Limitations & Future Work

  1. Evaluation pipeline correlation does not reach 0.9: Although exceeding 0.7 and statistically significant, there remains room for improvement, particularly in scenarios requiring fine-grained style distinctions.
  2. Reliance on multiple external models: The evaluation pipeline depends on Whisper-v3, AudioReasoner, and ChatGPT; biases inherent in these models propagate into evaluation results.
  3. Fidelity of TTS synthetic data: The instability of gpt-4o-mini-tts necessitates generating 10 candidates with manual selection; the naturalness of synthesized speech still lags behind real recordings.

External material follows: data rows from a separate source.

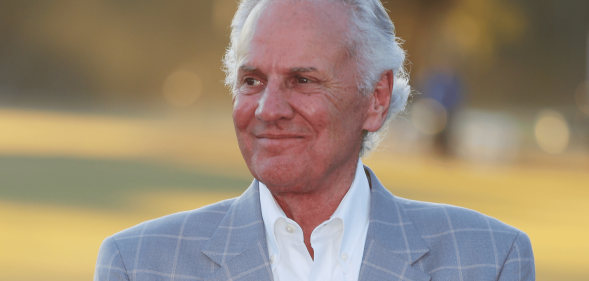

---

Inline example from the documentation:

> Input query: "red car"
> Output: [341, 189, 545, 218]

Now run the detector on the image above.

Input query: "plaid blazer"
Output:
[95, 166, 535, 281]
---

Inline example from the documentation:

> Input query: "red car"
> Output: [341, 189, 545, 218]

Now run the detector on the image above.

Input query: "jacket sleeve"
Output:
[497, 231, 535, 281]
[94, 237, 131, 281]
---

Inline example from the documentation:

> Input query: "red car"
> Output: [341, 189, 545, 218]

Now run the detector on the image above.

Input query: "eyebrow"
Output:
[289, 67, 317, 73]
[238, 65, 318, 73]
[239, 65, 257, 72]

  4. Validation on a single base model: Although the framework claims general applicability to any LM-based S2S model, experiments are conducted on only one base model.
  5. Computational cost: Stage 2 requires generating 320k speech responses and scoring them through the evaluation pipeline, incurring non-trivial computational and API costs.

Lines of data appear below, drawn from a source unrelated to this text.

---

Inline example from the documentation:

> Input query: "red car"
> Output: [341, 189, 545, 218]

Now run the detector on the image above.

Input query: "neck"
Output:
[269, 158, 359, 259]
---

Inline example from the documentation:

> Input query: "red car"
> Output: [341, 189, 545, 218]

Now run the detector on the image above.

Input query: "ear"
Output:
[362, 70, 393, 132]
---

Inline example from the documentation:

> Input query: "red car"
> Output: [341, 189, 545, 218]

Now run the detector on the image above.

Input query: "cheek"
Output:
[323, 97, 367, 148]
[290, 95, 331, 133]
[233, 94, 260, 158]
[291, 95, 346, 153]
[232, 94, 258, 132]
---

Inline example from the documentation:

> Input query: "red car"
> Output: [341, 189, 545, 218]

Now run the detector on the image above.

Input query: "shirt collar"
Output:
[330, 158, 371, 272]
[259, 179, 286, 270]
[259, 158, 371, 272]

  6. Directions for extension: Supporting more paralinguistic dimensions (e.g., accent, speech rate, pausing), style consistency across multi-turn dialogue, and multi-speaker scenarios.
  • DeepSeek-R1: The seminal work showing that RL can elicit reasoning without SFT; ParaS2S transplants this idea into the speech domain.

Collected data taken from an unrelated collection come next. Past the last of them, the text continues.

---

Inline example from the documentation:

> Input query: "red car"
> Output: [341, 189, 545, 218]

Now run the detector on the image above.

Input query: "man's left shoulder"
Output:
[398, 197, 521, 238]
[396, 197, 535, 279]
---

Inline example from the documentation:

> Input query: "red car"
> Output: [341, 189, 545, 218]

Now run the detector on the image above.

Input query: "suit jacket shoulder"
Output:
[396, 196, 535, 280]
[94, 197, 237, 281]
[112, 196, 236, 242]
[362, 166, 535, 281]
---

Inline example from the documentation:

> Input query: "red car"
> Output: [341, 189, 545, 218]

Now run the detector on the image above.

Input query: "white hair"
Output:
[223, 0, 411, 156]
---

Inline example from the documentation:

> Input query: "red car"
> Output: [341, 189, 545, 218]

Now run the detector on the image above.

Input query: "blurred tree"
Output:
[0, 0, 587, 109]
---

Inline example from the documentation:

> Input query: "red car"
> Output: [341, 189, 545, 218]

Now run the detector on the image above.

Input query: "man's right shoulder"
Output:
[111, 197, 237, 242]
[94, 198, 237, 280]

  • StyleTalk / ParalinGPT: Early works on paralinguistic-aware dialogue, but limited to speech-to-text and entirely reliant on SFT.
  • GOAT-SLM: The only S2S model emphasizing paralinguistics, using a multi-stage SFT pipeline. ParaS2S replaces the heavy annotation requirement with RL.
  • Align-SLM: Uses DPO to align speech models, but focuses on long-range semantics rather than paralinguistics.
  • Insight: The power of RL in modality extension is underestimated — even "soft skills" such as emotional awareness can be efficiently acquired through RL.

Rating

  • Novelty: ⭐⭐⭐⭐⭐ — First application of an RL framework to paralinguistic-aware S2S; both problem formulation and solution are original.
  • Experimental Thoroughness: ⭐⭐⭐⭐⭐ — Exceptionally comprehensive: benchmark validation, model comparison, ablation, data efficiency, generalization, and human evaluation.
  • Writing Quality: ⭐⭐⭐⭐ — Well-structured with detailed experiments, though some sections are redundant.
  • Value: ⭐⭐⭐⭐⭐ — Fills an important gap in the S2S field; both the benchmark and the method offer long-term value.